Here is the plot ,which I do not know what type of plot it is.
It is so similar to box plot, but it does not have first quartile. How we can find mean and standard deviation using this plot?
UPDATE:
Link to the source:
https://www.frontiersin.org/articles/10.3389/fendo.2022.754401/full
This is a vertical bar chart. The bars probably indicate averages within each group (and the numbers above each bar seem to give the same information).
The length of the whiskers usually gives the standard error of the mean (although it could also give the standard deviation - this should ideally be noted in the figure caption).
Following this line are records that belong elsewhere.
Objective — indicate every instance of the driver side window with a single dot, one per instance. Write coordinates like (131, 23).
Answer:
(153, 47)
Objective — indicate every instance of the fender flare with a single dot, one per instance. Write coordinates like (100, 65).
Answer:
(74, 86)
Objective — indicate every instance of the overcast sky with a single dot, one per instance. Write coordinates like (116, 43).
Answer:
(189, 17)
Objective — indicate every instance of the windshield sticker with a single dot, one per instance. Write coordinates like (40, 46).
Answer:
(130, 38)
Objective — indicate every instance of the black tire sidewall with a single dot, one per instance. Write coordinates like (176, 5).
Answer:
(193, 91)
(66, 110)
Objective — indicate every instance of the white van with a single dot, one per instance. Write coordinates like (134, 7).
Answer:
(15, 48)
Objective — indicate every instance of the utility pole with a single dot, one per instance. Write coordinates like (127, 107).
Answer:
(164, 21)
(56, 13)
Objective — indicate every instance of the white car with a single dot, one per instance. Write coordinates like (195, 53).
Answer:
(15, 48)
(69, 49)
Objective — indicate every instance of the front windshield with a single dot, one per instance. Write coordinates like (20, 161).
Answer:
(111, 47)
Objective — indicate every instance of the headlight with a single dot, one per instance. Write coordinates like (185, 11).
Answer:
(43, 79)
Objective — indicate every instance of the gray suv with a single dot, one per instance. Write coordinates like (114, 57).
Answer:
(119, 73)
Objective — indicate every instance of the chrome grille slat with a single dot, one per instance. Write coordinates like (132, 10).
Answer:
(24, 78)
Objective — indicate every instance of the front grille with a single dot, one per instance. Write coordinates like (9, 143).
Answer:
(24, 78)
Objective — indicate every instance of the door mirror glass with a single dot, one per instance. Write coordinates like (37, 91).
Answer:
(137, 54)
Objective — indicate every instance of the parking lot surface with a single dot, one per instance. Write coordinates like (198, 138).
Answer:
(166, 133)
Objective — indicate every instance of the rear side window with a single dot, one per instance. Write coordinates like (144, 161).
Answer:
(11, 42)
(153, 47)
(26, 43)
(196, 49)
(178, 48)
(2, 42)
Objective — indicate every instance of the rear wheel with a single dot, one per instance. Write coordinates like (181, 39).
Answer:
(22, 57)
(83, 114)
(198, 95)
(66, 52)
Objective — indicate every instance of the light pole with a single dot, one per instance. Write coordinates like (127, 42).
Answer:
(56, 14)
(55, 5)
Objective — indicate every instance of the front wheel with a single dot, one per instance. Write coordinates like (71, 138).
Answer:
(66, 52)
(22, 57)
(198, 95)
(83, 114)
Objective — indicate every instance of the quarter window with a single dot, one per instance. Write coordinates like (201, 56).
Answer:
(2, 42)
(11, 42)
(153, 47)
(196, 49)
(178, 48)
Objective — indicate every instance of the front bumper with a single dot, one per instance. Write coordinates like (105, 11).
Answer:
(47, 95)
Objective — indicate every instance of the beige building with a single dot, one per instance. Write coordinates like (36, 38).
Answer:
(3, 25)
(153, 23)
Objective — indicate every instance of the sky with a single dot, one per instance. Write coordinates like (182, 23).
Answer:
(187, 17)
If this is so, you can back-calculate the standard deviation by multiplying the length of the whisker by the square root of the group size. For instance, the whisker of the first bar looks like it is about 25% long, so the SD would be $25\times \sqrt{27}\%\approx 130\%$. Note that then the mean minus one SD would be negative, which may be meaningless. So keep the context in mind.
Table 3 of the document you took this from says the first bar is illustrating $86.6 \pm 21.5$, the second $103.3 \pm 33.8$, etc.
So you can read the estimate (presumably the mean) directly from the chart and this is height of the bar.
The length of the whisker is than in a sense the positive margin of error in some sense on top of this. While that number is not stated in the chart, it can be seen visually.
It is not immediately clear whether this margin is the standard error or about twice the standard error (for a $95\%$ confidence interval of a $t$ distribution with $27$ degrees of freedom about $\pm2.052 se$, for $29$ degrees of freedom about $\pm2.045 se$) but from the asterisks I would guess the latter. If this is what they have done, that could make the standard error for the first bar about $\frac{21.5}{2.052}\approx 10.5$ and the original sample standard deviation about $10.5\sqrt{27}\approx 54.5$.
What the numbers actually mean is another question. The $y$-axis label suggests this is the 6-month intervention number as a percentage of the pre-intervention number, so presumably $100$ would suggest no change.